Can you replicate this API call in Postman and see if there are any API events in your app at all?

sm0w0ms commented 2 years ago

As you suggested, I tried calling event api it return empty array curl --request GET \ --url 'https://anypoint.mulesoft.com/analytics/1.0/********-*****-*****/events?format=json&startDate=2022-05-01T00%3A40%3A19.000Z&endDate=2022-05-30T06%3A19%3A05.674Z&fields=Application%20Name%2C%20City' \ --header 'Authorization: Bearer e*****-******-*********'

Screenshot_20220530_115422

sm0w0ms commented 2 years ago

Do we have enable some api-events in anypoint ? If yes then please tell me how I can do that.

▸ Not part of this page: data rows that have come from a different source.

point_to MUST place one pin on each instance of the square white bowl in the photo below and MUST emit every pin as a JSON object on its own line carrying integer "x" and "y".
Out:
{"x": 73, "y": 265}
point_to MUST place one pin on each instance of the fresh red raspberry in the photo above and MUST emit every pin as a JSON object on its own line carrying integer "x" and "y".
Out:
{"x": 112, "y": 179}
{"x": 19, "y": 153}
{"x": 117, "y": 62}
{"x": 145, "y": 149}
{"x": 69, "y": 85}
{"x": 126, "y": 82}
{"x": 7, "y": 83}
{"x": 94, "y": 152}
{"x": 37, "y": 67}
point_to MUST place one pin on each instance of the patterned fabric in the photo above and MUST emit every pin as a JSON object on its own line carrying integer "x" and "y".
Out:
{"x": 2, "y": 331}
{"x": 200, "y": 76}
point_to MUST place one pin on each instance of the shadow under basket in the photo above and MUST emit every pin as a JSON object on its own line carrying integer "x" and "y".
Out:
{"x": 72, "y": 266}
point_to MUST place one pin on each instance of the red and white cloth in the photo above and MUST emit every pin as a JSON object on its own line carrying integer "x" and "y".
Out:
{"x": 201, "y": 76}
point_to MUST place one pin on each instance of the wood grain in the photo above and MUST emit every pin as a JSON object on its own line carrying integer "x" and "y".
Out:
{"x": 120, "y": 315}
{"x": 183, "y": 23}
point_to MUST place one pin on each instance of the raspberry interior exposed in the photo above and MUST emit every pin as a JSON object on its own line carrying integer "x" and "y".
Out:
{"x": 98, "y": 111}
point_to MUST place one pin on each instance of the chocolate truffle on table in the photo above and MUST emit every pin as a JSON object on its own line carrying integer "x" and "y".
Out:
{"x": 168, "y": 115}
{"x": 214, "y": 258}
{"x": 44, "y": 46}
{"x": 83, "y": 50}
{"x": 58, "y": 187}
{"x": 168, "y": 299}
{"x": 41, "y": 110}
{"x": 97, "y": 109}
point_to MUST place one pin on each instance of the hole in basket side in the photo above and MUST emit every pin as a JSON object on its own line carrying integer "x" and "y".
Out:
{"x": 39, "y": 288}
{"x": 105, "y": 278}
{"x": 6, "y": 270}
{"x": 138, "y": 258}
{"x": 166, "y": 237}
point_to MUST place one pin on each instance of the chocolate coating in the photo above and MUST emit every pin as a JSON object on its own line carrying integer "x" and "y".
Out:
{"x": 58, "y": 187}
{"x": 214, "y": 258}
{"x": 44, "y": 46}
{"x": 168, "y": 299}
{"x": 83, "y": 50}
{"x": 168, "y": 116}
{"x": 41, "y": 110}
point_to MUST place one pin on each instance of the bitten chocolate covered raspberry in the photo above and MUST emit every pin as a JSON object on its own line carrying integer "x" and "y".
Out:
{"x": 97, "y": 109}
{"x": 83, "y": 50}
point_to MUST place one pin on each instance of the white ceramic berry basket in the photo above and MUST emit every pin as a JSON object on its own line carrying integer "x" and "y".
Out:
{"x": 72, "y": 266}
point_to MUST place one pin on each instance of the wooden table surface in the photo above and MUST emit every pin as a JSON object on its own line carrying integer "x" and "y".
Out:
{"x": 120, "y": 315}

michaelhyatt commented 2 years ago

Do we have enable some api-events in anypoint ? If yes then please tell me how I can do that.

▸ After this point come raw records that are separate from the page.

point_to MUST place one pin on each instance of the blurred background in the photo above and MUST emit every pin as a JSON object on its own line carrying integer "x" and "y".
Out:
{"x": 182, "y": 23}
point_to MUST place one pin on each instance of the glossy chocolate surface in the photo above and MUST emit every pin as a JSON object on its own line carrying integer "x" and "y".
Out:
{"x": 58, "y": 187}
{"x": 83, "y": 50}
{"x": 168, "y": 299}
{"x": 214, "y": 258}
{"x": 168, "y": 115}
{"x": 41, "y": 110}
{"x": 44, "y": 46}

API events are generated by APIs, you need to define APIs on your HTTP endpoints.

sm0w0ms commented 2 years ago

So i am getting api-events after changing url https://anypoint.mulesoft.com:443/analytics/1.0/%{organization_id}/environments/%{environment_id}/events?format=json&startDate=%{latest_timestamp}&endDate=%{now_formatted}&fields=Application.Application%20Name.Browser.City.Client%20IP.Continent.Country.Hardware%20Platform.Message%20ID.OS%20Family.OS%20Major%20Version.OS%20Minor%20Version.OS%20Version.Postal%20Code.Request%20Outcome.Request%20Size.Resource%20Path.Response%20Size.Response%20Time.Runtime%20Host.Status%20Code.Timezone.User%20Agent%20Name.User%20Agent%20Version.Verb.Violated%20Policy%20Name We have to specify environment

sm0w0ms commented 2 years ago

You can also use this url https://anypoint.mulesoft.com:443/analytics/1.0/%{organization_id}/environments/%{environment_id}/events?format=json&duration=5h&fields=Application.Application%20Name.Browser.City.Client%20IP.Continent.Country.Hardware%20Platform.Message%20ID.OS%20Family.OS%20Major%20Version.OS%20Minor%20Version.OS%20Version.Postal%20Code.Request%20Outcome.Request%20Size.Resource%20Path.Response%20Size.Response%20Time.Runtime%20Host.Status%20Code.Timezone.User%20Agent%20Name.User%20Agent%20Version.Verb.Violated%20Policy%20Name

Instead of start and end date, mention duration.